Democrat Kendra Fershee defeated two others in the May primary and will face incumbent Republican David McKinley in the 1st District in November, while Democrat Talley Sergent will meet 2nd District GOP Rep. Alex Mooney.
In the 3rd District, where GOP Rep. Evan Jenkins made a failed run for U.S. Senate, Republican Carol Miller will take on Democrat Richard Ojeda this fall.
The national surge in female candidates, most of them Democrats, had been expected since the Women’s March demonstrations just after President Donald Trump’s inauguration in January 2017.
“I think women are motivated right now,” Fershee said. “I think women are a driving force behind our success, but I also think men are liking what we’re saying.”
This year five women ran in the three U.S. House primary races in West Virginia, compared with none in 2016.
“Historically, West Virginia’s congressional delegation has never been friendly toward women,” said Robert Rupp, a West Virginia Wesleyan College political history professor. “In a sense, West Virginia is playing catch-up. The only interesting news is that it took them this long.”
Maude Kee was the first woman from West Virginia elected to Congress after the death of her husband, Rep. John Kee. She served in the U.S. House from 1951 to 1964 and was succeeded by her son, James.
The only other congresswoman from the state was Capito, who was elected to the House in 2000 and served seven terms before being elected as a U.S. senator in 2014.
In between Kee and Capito, female candidates infrequently sought a seat in Congress. From 1964 to 1998, no more than two women in any year ran for either the U.S. Senate or U.S. House races in West Virginia. Four times during that span there were no female candidates, and 10 other times there was one. Records for the 1974 primary were unavailable on the secretary of state’s website.
Miller is the only one among the three current female candidates with experience in political office. She has served 12 years in the state House of Delegates and is the daughter of the late Ohio Congressman Samuel Devine.
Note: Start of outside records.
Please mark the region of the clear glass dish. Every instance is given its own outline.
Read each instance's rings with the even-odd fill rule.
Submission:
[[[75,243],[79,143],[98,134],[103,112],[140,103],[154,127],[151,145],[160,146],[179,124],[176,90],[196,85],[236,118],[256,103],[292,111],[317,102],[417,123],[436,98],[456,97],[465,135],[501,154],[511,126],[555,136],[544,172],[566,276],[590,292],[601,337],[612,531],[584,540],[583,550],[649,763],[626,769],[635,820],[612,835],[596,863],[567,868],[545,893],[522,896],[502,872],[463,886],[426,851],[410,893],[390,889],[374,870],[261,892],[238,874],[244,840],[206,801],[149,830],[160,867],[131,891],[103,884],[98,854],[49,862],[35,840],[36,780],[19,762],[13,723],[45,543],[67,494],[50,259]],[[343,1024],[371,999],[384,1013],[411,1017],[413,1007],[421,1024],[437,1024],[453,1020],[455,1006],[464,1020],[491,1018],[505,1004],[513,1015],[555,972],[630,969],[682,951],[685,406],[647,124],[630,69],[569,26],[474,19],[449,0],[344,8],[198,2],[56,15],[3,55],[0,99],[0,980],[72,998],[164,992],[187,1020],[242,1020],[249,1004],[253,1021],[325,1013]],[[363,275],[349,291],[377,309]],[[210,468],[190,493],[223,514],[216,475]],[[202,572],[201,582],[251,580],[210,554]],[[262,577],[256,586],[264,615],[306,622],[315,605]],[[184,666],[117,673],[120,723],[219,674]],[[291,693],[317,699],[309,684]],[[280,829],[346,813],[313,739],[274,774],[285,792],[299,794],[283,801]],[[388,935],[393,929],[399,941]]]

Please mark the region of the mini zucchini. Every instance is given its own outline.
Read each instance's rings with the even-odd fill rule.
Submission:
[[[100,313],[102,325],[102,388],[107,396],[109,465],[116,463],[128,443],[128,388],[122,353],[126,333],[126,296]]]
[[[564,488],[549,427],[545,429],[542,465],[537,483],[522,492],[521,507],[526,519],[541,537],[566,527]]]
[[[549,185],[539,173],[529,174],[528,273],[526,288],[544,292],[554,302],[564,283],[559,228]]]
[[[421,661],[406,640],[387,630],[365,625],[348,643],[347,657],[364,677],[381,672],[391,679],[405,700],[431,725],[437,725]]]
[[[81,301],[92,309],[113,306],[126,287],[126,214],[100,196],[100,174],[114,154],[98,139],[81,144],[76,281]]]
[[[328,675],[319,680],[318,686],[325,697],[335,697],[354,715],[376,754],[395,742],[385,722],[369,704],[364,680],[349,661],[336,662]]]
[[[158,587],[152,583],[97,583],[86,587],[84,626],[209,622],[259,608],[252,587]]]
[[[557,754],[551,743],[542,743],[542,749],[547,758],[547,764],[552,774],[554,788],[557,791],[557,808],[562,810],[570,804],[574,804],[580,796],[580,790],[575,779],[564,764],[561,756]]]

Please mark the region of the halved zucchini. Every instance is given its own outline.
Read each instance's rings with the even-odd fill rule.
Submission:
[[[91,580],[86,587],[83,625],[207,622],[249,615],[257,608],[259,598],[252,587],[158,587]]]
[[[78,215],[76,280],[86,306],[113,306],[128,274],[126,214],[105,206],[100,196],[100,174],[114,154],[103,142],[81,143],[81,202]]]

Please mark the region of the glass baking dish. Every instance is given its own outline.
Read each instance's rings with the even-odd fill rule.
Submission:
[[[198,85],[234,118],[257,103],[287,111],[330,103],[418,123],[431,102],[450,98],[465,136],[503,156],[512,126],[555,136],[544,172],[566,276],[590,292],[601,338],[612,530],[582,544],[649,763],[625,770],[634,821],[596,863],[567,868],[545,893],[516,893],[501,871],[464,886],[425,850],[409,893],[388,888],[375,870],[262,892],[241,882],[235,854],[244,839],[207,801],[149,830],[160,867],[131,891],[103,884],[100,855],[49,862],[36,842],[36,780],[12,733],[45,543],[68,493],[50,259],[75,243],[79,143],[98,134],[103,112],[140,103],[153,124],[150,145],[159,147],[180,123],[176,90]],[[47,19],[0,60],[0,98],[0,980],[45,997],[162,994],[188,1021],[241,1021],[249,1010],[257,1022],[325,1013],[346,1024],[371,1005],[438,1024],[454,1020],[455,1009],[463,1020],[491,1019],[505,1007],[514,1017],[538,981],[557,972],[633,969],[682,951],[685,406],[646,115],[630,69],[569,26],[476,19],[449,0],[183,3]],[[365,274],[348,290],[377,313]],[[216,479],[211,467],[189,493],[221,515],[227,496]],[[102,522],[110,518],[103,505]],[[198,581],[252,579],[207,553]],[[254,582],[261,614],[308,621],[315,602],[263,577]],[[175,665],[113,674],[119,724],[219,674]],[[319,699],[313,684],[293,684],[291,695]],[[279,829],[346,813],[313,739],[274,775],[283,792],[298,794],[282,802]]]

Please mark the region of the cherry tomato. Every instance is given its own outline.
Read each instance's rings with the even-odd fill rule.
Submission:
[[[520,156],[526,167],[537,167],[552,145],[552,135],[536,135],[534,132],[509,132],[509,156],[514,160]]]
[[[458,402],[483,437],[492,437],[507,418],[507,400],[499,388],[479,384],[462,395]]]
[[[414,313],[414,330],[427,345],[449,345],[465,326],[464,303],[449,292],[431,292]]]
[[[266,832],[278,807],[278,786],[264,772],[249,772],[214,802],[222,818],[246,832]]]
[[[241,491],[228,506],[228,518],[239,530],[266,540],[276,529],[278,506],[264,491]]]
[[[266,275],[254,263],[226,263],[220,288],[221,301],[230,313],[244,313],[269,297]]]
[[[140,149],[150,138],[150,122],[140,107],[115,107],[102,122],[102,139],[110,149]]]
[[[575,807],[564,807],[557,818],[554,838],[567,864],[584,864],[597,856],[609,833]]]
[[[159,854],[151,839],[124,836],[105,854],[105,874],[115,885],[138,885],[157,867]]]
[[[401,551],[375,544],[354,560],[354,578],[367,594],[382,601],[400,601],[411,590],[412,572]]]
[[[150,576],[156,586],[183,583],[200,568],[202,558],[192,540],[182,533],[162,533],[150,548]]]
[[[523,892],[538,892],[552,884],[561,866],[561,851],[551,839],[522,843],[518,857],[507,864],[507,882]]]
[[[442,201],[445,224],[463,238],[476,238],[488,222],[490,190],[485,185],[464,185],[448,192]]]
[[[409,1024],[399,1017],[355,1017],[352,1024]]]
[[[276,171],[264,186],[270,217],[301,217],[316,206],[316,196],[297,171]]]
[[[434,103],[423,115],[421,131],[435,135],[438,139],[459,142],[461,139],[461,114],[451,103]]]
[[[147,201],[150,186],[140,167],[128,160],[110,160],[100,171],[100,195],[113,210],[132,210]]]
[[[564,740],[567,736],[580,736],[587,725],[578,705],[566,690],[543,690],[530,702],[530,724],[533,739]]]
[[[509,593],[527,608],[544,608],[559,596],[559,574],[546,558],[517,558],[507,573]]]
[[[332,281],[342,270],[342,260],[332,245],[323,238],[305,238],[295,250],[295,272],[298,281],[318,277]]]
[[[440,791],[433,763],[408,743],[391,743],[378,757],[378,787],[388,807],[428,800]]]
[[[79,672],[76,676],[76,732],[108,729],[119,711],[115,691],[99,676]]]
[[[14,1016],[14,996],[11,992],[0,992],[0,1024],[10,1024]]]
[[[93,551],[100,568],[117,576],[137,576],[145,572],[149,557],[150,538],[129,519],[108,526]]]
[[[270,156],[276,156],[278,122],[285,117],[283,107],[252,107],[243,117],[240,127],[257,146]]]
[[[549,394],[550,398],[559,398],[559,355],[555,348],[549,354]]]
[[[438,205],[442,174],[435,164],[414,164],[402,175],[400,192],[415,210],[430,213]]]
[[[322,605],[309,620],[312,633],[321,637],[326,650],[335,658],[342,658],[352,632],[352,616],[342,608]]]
Miller declined an interview request. Her campaign said in a statement that she will lean on her experiences, including as a wife, mother and grandmother, “to bring West Virginia values to Washington DC.”
Sergent, the state presidential campaign director for Hillary Clinton in 2016, said she was miffed at the Republican-controlled Congress for its work on the health care overhaul last year. But what drove her into candidate mode for the first time was the state’s opioid epidemic. West Virginia leads the nation by far in the rate of drug overdose deaths.
Sergent said addiction is a personal issue. Her sister is an addict and Sergent’s mother has adopted her sister’s 11-year-old daughter.
“I’m running for her and for kids all over this state and for grandparents and for people who are fighting this drug epidemic every single day,” Sergent said. “Congress is not helping us, and we need a friend and a fighter in Congress that will.”
Like Sergent, Fershee also is a first-time candidate.
A West Virginia University law professor and an associate dean of academic affairs, Fershee said she was turned off by Bernie Sanders and Donald Trump in the 2016 campaign as well as the voting record of McKinley, a four-term incumbent.
The day after Trump’s election, Fershee made a post on social media asking other women to run for office, “and they all said, ’We agree, you should run,’” Fershee said. “And I was like, ’That’s not what I meant when I tagged you.’”
One day while mowing her lawn, Fershee said, “it hit me that I could do this, actually.”